Abstract
This article engages with North-American choreographer Trajal Harrell's interrogation of the relationship between performed histories, presents and futures. Working with the new materialist concept of diffraction, it examines how his choreographies engage with crucial questions surrounding racial politics and the construction of history, arguing that his works are performative and imaginative enactments of an ethical responsibility to rethink dominant cultural and historical discourses. Through an engagement with Harrell's Twenty Looks or Paris is Burning at The Judson Church series (2009-2017), a convergence is highlighted between his experimental performance practice and Donna Haraway's and Karen Barad's idea of diffraction as a method for recording and accounting for interferences, patterns of difference and entanglements of phenomena. The seven works of the series, identified by size from extra-small to extra-large, explore the idea of an imaginary encounter between New York's post-Cunningham choreographers and the voguing tradition in the early 1960s – the socio-historical impossibility of Harlem's black and Latino drag-ball scene meeting the predominantly white and middle-class world of the early postmodern dance of Judson Dance Theater. Through the lens of the new materialist notion of diffraction, which troubles the idea of the absolute separation of entities and illuminates their relationality, such impossibility can be entertained, as matter and discourse are seen as entangled and produced by shifting relations – of power, of bodies, of identities. Thus, a diffractive approach offers an ethico-epistemological model for the understanding of the material-discursive entanglement of seemingly opposing conditions. The article proposes that, in reimagining dance's past, Harrell's work diffracts temporalities, affirming and practising the possibility of other histories and of thinking history differently.
Notes
1 Elsewhere (Perazzo Domm Citation2019), working with Barad’s notions of intra-action and diffraction, I have written about choreographies that attend to the ethical and political im/possibilities of the present and envision alternative understandings of the world.

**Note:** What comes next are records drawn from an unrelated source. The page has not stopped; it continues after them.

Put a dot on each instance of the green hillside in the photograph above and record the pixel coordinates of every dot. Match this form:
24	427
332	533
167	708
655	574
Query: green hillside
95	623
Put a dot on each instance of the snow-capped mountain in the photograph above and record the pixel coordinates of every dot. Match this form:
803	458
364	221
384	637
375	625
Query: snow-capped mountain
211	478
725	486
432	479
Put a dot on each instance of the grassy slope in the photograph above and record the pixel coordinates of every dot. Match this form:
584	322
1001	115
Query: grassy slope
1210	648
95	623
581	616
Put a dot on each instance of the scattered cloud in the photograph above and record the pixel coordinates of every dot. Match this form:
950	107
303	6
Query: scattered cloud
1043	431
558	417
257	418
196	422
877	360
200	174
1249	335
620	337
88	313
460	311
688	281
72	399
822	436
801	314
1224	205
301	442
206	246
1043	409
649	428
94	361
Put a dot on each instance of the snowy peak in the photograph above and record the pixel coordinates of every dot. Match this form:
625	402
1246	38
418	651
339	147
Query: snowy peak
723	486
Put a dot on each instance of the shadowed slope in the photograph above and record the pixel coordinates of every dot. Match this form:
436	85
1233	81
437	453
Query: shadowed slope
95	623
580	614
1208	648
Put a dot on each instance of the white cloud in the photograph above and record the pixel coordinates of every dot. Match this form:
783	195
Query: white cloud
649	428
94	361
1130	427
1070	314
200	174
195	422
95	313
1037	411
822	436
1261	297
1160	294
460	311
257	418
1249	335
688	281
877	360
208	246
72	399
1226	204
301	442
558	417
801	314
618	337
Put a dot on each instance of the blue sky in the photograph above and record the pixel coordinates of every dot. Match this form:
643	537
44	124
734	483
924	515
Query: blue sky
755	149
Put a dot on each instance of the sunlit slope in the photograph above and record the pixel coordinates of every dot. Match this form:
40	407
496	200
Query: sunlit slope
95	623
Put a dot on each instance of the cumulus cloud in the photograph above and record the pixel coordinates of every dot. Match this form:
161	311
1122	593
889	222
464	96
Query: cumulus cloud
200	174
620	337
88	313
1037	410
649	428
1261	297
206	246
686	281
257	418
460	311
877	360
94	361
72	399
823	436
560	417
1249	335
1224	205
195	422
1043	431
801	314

2 I first saw the piece when it was presented in London in June 2016 at Sadler’s Wells Lilian Baylis studio. In the summer of 2017, a large retrospective was organized by the Barbican Art Gallery as part of the performance exhibition ‘Hoochie Koochie’, 20 July–13 August 2017 (Barbican Centre Citation2017).
3 This was mentioned, for instance, in Harrell’s introduction to Judson Church is Ringing in Harlem (M2M), Barbican Art Gallery, London, 29 July 2017.